The Bureau also sent a strong message to tech companies:
Cooperate with us or risk looking unpatriotic and soft on terror to the public.
What might look like a defeat for Apple – a third party managing to crack their encryption – could turn out to be a positive for the company if the case drives it to tighten its security. Many observers believe that the case has triggered, or perhaps shed light on, a form of arms race between tech developers and the government/hackers.
While the San Bernardino battle is over, it remains to be seen whether the U.S. government will push further in its broader war with Apple.

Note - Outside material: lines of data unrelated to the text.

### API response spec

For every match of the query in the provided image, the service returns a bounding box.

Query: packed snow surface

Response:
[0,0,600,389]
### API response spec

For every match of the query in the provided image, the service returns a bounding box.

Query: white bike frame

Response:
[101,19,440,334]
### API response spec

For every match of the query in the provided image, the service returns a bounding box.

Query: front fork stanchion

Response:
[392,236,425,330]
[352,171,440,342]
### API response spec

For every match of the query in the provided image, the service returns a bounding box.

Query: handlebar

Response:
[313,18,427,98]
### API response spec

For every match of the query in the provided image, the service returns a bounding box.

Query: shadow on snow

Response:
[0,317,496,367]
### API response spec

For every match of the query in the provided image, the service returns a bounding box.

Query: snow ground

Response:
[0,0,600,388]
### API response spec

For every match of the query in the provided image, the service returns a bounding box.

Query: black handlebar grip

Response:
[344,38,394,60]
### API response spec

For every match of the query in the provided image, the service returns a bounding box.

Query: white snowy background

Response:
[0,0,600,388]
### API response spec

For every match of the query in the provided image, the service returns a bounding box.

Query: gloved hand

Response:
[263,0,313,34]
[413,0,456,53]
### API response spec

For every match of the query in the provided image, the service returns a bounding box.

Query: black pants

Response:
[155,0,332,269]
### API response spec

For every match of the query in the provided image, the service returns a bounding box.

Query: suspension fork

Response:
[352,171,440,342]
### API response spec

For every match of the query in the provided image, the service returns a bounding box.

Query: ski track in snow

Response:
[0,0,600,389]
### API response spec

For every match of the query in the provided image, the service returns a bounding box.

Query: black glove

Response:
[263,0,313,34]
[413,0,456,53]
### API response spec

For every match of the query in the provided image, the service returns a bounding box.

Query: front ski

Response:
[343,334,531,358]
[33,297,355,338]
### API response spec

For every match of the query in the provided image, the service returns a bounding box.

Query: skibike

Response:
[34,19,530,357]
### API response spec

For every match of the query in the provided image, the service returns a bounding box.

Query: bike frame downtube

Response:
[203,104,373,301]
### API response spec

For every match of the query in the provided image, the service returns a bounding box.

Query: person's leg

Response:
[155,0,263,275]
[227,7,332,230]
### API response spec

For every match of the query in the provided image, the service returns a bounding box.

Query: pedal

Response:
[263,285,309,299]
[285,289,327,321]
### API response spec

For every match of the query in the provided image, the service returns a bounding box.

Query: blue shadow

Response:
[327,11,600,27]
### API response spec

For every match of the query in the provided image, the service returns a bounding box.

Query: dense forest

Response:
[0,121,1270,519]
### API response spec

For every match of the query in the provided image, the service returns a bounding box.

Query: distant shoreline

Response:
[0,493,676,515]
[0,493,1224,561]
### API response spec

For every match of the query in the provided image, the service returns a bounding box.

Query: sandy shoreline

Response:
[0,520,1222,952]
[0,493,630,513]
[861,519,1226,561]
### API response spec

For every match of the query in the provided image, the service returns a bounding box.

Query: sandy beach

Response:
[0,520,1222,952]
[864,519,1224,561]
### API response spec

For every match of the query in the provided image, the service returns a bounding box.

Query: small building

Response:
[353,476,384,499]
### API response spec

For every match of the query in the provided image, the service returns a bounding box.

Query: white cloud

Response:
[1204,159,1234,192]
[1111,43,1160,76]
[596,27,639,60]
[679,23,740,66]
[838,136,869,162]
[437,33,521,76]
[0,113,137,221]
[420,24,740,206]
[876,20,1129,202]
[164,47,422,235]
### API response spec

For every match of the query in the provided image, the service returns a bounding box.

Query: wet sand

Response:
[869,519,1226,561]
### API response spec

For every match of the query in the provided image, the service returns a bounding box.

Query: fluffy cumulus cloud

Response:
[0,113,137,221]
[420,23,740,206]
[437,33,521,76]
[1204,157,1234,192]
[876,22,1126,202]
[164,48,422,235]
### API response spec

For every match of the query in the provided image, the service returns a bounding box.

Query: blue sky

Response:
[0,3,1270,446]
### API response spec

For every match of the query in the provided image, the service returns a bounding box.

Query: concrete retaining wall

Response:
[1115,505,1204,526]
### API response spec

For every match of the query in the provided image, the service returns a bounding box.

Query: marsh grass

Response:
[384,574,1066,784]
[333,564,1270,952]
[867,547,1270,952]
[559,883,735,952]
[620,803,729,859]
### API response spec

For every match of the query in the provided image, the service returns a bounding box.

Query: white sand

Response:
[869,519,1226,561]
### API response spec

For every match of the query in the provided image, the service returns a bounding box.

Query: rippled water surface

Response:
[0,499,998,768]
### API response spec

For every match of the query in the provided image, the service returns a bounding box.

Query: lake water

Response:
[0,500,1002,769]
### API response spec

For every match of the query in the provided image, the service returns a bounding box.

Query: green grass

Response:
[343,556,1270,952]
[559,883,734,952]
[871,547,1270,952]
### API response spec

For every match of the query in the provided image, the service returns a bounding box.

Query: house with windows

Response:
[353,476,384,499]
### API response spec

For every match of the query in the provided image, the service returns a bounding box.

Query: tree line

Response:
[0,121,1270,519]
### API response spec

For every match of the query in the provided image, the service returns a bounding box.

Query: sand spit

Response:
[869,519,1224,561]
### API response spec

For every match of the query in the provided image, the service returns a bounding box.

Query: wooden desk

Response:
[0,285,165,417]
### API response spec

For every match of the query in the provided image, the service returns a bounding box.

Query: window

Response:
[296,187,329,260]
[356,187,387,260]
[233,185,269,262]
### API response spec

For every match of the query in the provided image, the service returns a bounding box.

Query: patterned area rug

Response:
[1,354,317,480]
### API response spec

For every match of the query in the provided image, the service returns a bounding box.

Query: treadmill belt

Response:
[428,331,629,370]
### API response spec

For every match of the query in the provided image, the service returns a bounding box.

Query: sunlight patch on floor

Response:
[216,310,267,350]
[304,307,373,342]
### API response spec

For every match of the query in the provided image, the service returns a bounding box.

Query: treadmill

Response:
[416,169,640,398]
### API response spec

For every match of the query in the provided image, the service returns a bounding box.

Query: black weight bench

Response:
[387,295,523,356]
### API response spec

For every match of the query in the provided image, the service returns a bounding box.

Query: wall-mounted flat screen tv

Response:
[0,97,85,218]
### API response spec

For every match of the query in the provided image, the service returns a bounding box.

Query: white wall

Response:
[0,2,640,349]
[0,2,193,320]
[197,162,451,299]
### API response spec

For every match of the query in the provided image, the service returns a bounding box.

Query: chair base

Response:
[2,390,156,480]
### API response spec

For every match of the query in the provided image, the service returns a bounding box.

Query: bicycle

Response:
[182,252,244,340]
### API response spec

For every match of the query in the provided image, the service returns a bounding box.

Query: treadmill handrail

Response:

Publicly, the FBI maintained it only sought access to Farook’s iPhone, but in law enforcement agencies around the world, locked iPhones are collecting dust in evidence lock-ups.
For years, Apple had been dutifully complying with government motions to unlock the phones under the federal All Writs Act but that changed in October 2015, when a federal judge in a Brooklyn (New York) drug case asked Apple whether such compliance was “burdensome.”
Apple filed an argument accordingly, the magistrate ruled in their favour, and since then the company has been fighting the All Writs Act requests in cases around the country.
In the Brooklyn drug case, Apple has until 15 April 2016 to respond to the government’s motion asking a District Court judge to overrule the magistrate.
A senior law enforcement official recently told Time magazine, “We in law enforcement have been saying for a while now that we need to strike the appropriate balance between privacy and security, where we have a system of strong encryption that allows us to protect our data and our privacy, but also allows some way for law enforcement to go to a judge and get a court order to obtain information that can help us prevent and solve crimes.”